Part of changing the culture is not only being aware of how to protect your systems, but also knowing when attacks are most likely to come, said Rod Turk, the director of the Office of Cybersecurity and CISO at the Commerce Department.
“Cybersecurity culture is making sure that users -- top to bottom, right to left – [are] keeping cybersecurity in their thought process no matter what they’re doing in the IT world,” Turk said. “It applies to management; it applies to development and systems. Keeping cybersecurity in mind also means looking down the road and identifying when you may be ripe for a phishing attack.”
The average time between a system being compromised and the breach being detected is 146 days, FireEye CTO Tony Cole said.

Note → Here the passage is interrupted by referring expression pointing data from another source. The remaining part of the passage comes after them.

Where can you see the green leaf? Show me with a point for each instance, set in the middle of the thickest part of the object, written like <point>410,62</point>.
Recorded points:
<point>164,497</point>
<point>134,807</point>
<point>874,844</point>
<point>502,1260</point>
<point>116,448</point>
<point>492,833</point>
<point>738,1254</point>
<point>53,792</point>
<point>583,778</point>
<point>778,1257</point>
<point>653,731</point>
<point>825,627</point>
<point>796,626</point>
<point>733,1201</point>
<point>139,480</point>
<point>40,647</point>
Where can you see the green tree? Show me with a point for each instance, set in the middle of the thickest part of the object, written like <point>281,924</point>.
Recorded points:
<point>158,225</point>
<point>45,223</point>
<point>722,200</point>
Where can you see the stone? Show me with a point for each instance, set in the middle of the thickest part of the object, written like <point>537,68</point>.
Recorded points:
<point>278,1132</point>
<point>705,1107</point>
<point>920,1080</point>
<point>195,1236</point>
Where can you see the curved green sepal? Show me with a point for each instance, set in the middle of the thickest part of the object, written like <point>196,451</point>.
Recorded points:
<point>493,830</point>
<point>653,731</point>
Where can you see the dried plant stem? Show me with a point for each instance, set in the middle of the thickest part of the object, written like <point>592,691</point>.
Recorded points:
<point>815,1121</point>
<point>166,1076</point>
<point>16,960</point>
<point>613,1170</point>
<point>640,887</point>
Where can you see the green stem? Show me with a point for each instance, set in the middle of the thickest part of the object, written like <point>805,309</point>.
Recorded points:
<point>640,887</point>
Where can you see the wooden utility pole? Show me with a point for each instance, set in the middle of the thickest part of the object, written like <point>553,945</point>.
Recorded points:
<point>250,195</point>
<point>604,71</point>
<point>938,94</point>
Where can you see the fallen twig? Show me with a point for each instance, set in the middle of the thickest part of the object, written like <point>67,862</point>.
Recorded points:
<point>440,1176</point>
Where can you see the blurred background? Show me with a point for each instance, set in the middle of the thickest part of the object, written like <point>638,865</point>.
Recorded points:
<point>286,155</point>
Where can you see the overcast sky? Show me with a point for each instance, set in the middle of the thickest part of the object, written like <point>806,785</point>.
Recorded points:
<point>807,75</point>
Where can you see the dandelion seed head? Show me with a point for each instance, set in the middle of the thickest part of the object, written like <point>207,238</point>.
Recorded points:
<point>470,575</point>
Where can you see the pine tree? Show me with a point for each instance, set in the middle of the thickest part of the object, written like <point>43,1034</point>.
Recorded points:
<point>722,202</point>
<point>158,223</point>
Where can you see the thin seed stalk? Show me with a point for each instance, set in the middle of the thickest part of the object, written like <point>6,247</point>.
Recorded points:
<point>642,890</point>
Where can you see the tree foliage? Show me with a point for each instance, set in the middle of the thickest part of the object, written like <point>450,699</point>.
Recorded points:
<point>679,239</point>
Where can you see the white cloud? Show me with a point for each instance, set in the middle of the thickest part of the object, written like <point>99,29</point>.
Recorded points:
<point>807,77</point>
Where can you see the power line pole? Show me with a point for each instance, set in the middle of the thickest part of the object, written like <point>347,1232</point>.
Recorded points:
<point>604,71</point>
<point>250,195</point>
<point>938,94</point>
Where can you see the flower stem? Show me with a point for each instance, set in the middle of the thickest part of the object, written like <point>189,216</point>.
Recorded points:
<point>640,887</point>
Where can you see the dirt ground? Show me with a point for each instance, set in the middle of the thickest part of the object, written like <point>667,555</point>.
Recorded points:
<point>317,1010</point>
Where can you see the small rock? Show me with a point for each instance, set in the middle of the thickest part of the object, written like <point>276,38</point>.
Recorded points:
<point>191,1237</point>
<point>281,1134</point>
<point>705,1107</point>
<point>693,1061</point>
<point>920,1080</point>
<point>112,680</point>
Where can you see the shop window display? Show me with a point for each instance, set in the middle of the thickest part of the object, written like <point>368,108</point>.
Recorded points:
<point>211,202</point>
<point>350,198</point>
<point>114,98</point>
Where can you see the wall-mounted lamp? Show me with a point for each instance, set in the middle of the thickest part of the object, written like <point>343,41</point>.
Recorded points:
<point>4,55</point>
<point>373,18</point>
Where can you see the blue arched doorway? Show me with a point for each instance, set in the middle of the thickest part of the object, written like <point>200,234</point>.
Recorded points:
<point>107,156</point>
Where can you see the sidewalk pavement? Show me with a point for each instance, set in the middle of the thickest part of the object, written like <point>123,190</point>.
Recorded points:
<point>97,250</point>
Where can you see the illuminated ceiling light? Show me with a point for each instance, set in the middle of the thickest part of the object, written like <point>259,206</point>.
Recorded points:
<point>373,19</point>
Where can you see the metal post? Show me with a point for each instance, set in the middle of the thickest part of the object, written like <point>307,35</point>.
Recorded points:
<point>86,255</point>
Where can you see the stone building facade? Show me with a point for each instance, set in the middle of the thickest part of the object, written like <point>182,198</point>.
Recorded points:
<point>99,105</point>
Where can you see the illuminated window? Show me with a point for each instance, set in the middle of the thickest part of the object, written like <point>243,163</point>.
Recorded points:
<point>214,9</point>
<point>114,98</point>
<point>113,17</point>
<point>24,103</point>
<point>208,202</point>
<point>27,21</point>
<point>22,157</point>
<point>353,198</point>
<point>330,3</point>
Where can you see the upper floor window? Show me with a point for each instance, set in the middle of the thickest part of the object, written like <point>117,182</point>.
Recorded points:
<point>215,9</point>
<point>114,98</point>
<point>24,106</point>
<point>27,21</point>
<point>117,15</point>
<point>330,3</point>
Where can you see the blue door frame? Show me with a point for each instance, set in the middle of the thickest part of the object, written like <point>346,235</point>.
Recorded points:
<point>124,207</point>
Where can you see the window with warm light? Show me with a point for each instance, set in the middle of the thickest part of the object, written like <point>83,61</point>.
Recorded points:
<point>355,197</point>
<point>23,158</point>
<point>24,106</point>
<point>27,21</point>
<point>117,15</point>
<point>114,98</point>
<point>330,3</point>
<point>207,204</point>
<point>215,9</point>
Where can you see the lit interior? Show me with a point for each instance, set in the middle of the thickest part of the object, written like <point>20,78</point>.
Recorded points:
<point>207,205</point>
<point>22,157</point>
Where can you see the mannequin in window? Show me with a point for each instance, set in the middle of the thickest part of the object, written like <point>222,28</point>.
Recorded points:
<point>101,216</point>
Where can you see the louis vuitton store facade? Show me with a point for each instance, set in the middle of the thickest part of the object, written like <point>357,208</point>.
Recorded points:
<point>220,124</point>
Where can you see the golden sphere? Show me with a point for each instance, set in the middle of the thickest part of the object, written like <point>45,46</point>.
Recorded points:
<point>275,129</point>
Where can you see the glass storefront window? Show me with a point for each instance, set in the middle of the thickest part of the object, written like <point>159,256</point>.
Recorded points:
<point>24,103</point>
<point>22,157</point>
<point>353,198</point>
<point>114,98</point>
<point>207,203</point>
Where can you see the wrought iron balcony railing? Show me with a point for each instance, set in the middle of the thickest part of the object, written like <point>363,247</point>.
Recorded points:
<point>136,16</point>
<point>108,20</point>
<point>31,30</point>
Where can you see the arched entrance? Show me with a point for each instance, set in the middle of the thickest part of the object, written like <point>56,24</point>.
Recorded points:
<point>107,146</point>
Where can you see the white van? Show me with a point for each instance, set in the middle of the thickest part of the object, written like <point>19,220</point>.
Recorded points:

He asked the panelists if their agencies were beating that timeframe.
“We’re going to lag -- in government and in the organizations I’ve been in -- we’re going to be on the other end of that,” Zabel said. “We have a very complex network. Every day we have 22,000 changes on our network,” which makes it difficult to “fight inside of that timeframe.”
Turk agreed that securing government enterprise networks is complex, but added that his agency and many others are prepared to handle breaches. However, he said that the day when agency systems are fully protected may never come.
“Are we prepared? Yes we are,” Turk said. “We’ve developed a security operations center and … our bureaus have their own operations center. We take feeds from them, we have tools in place as well.
"But are we ready, have we done everything that’s perfect?” he asked. “No, I don’t believe perfection in the cybersecurity space is possible.”